Module 9: ABCD Wrap-Up

This course on ABCD has presented a lot of information. Perhaps it can be best summarized and described, though, via Kretzmann’s “portrait of a healthy and inclusive community.”(1) If the ABCD approach is implemented judiciously—that is, if participation in and ownership of a project give community members agency in re-envisioning their own destinies—the following aspects will manifest in the resulting community.
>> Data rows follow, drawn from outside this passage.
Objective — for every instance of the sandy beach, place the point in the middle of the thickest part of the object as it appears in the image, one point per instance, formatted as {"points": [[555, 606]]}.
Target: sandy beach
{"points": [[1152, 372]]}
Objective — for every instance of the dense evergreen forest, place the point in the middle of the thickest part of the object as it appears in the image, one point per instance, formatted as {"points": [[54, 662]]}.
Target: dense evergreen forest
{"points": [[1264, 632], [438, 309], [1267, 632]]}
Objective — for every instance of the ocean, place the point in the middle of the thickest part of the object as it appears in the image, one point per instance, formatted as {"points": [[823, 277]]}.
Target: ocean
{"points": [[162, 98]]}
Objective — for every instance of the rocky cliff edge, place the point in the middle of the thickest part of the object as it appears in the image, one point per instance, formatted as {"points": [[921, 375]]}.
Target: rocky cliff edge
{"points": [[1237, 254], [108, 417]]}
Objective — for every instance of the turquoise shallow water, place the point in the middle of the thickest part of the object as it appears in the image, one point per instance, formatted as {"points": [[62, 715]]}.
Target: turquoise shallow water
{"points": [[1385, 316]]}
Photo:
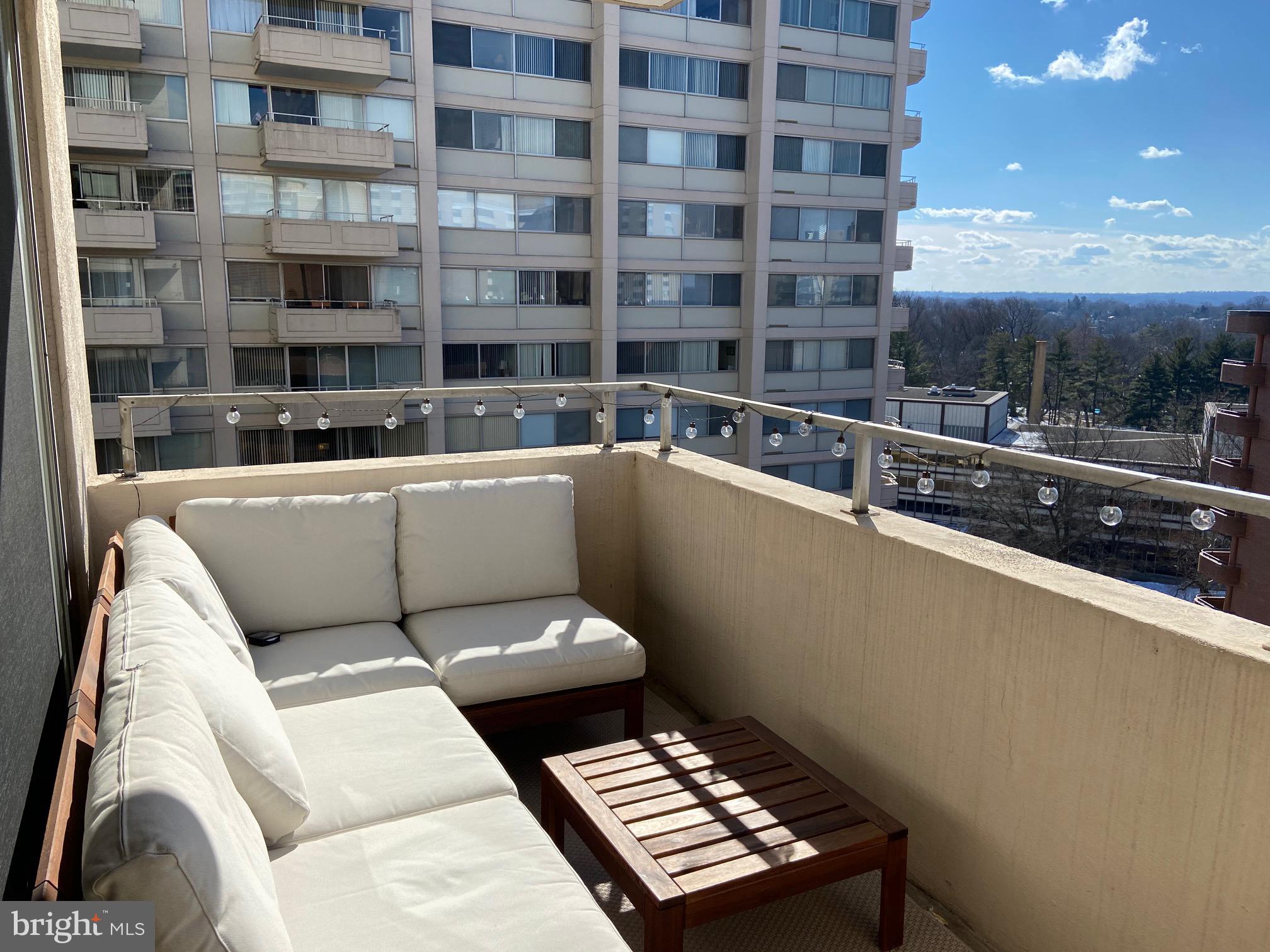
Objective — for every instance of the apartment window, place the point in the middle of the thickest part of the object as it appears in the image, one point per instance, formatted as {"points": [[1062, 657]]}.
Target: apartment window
{"points": [[855, 17], [471, 47], [521, 361], [818, 291], [502, 132], [840, 157], [702, 150], [639, 69], [676, 356], [826, 225], [812, 84]]}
The community will be one that:

  1. Understands, accepts, and embraces change

  2. Seeks broad-based participation

  3. Focuses on sustainable triple bottom line (economic vitality, environmental integrity, community well-being)

  4. Values collaboration

  5. Knows and builds on the community’s assets, capacities, skills, comparative advantages and points of difference

  6. Continually renews and builds diversified leadership base

  7. Encourages civic pride

  8. Champions passionate and entrepreneurial attitudes and behaviors

As McKnight reminds us in the Mobilizing Community Assets video training program,

“Nothing we have presented is a map, it’s not a strategic plan, it’s not a model. Communities evolve from the wisdom of citizens. And what we have been talking about … is a path, a direction, but not a template, not a cookie-cutter. We think that when citizens are allowed to be creative in association, that they will make that path.”(2)

Footnotes

(1) Kretzmann, John P. Class Lecture. “The ABCD Approach & Temporary Volunteer Projects.” Northwestern University, Chicago, IL. June 2009.

(2) McKnight, J., and Kretzmann, J. Mobilizing Community Assets: The Video Training Program for Building Communities from the Inside Out. ACTA Publications, 1996.